Родина слышит, Родина знает… Главное – в любой ситуации не предаваться отчаянью и не терять надежду на лучшее. Может быть, здесь не так уж и плохо. Может быть, всё это необходимо для приобретения бесценного опыта. Может быть всё что угодно…
– Эй, новенькая, сюда давай, тут тепло. – Возле железной печурки на грубо сколоченной табуретке сидит сгорбленная фигура, и пока видно лишь тёмный силуэт на фоне отсветов пламени, гуляющих по бревенчатой стене, покрытой лоскутами обваливающейся штукатурки. Человек… Женщина… Похоже – не старая… Зовёт к огню. Предлагает согреться. Лучшего никто здесь и не смог бы предложить. Платье, кажется, примёрзло к телу… – Ну, чего стала, как столб! Шевелись.
Лейла, скинув то, что осталось от туфель, приблизилась к источнику тепла, и на неё пахнуло жаром из топки.

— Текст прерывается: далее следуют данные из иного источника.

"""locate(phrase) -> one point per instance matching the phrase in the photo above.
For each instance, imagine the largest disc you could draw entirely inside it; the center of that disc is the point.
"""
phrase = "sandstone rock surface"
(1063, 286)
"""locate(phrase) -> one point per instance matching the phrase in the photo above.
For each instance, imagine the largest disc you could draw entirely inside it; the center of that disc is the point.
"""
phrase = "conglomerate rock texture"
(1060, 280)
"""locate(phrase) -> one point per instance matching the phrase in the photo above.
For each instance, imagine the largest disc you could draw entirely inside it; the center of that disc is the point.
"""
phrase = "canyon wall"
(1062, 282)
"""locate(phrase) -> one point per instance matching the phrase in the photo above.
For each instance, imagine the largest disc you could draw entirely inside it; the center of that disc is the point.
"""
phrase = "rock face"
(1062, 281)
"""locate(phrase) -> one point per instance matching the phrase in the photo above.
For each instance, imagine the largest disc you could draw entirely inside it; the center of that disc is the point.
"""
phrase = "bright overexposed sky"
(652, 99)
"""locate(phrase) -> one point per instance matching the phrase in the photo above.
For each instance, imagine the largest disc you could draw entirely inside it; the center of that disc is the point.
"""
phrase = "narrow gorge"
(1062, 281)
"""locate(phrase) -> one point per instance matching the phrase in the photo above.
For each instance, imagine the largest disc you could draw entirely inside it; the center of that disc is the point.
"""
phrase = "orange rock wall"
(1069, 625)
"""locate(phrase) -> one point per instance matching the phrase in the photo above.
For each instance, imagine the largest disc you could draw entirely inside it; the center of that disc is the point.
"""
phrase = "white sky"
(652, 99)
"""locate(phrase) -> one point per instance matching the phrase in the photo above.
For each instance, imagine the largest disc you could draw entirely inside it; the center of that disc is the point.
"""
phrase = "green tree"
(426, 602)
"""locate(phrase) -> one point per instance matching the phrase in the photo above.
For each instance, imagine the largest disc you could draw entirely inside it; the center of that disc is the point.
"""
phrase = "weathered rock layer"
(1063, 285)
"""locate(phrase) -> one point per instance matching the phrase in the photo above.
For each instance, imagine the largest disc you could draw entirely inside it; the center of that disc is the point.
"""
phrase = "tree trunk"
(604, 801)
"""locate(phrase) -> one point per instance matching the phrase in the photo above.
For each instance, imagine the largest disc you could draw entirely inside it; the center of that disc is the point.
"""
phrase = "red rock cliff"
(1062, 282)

– За что тебя сюда, такую? – спросила женщина, не отрывая взгляда от огня. На вид ей было лет тридцать, а может быть, и сорок. Может быть, она казалась старше, чем была, из-за шали, прикрывающей плечи, и сутулости.
– Не знаю. Одному по башке настучала.
– За дело хоть?
– За дело.
– Все так говорят. – Она едва заметно усмехнулась, слегка скосив глаза в сторону Лейлы. – Да ты давай одёжку-то смени, а то бабоньки скоро проснутся, примут тебя за ангелочка ощипанного.
– Я… – Лейла протянула ладони к огню. – Пусть. Пусть принимают.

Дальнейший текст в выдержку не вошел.